Household debt in 2014 increased at fastest rate for a decade

Households in the UK took on an average of £395 of additional consumer debt in 2014, new analysis by The Money Charity shows – the biggest growth in any year since 2004.

Average consumer credit debt stood at £6,322 in December, up from £5,938 at the end of 2013. In 2013, the average increase was just £50 – but as the recovery continues, consumers are rediscovering their appetite for credit cards, overdrafts, and personal loans.

Total lending, including mortgages, grew by £1,081 in the year, the most since 2008. At the height of the property boom this was growing by over £4,000 per household per year.

In total, people in the UK owed £1.466 trillion at the end of December, of which nearly nine tenths was mortgage debt.

Other highlights include:

  •  57% of credit card balances are bearing interest – the lowest proportion ever.
  • The average household owes £2,287 in credit card debt.
  •  The average first-time buyer deposit was 119% of the average salary.

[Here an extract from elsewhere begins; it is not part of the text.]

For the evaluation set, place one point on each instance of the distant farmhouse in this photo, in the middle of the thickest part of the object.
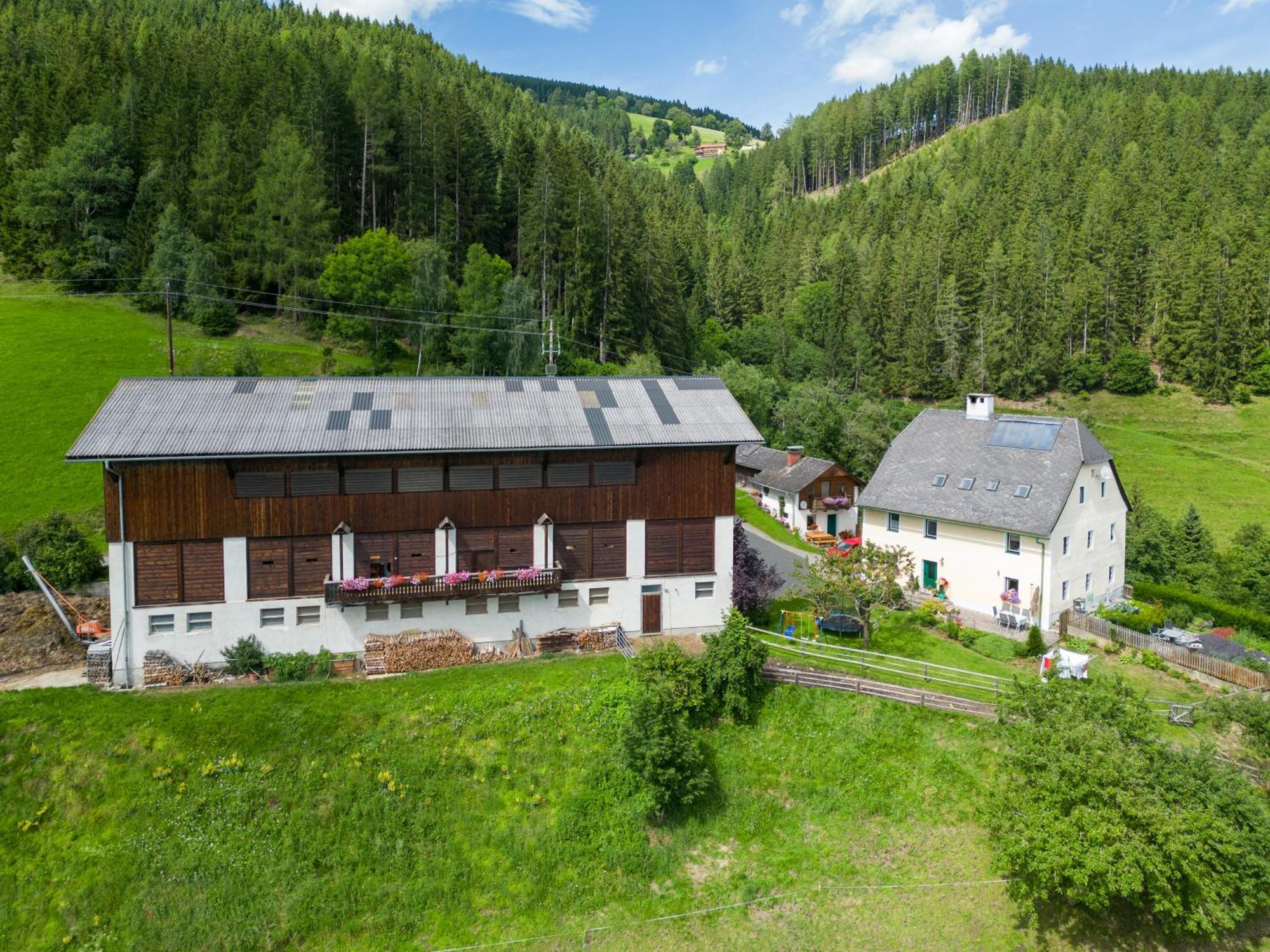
(316, 512)
(810, 493)
(1024, 513)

Michelle Highman, Chief Executive of The Money Charity, said: “As we get stuck in to a new year, the news that the average household increased its consumer credit debt by nearly £400 last year will prompt many to think about their finances.

“There’s no better time to start taking control of your money and making a plan – and the best way to start is to make a budget with a tool like our free Budget Builder. If you can do that, you can start making your money work for you and achieve your goals!

“But if things are already too much, pick up the phone to StepChange or one of the other free debt advice charities who will be able to help you properly assess your options.”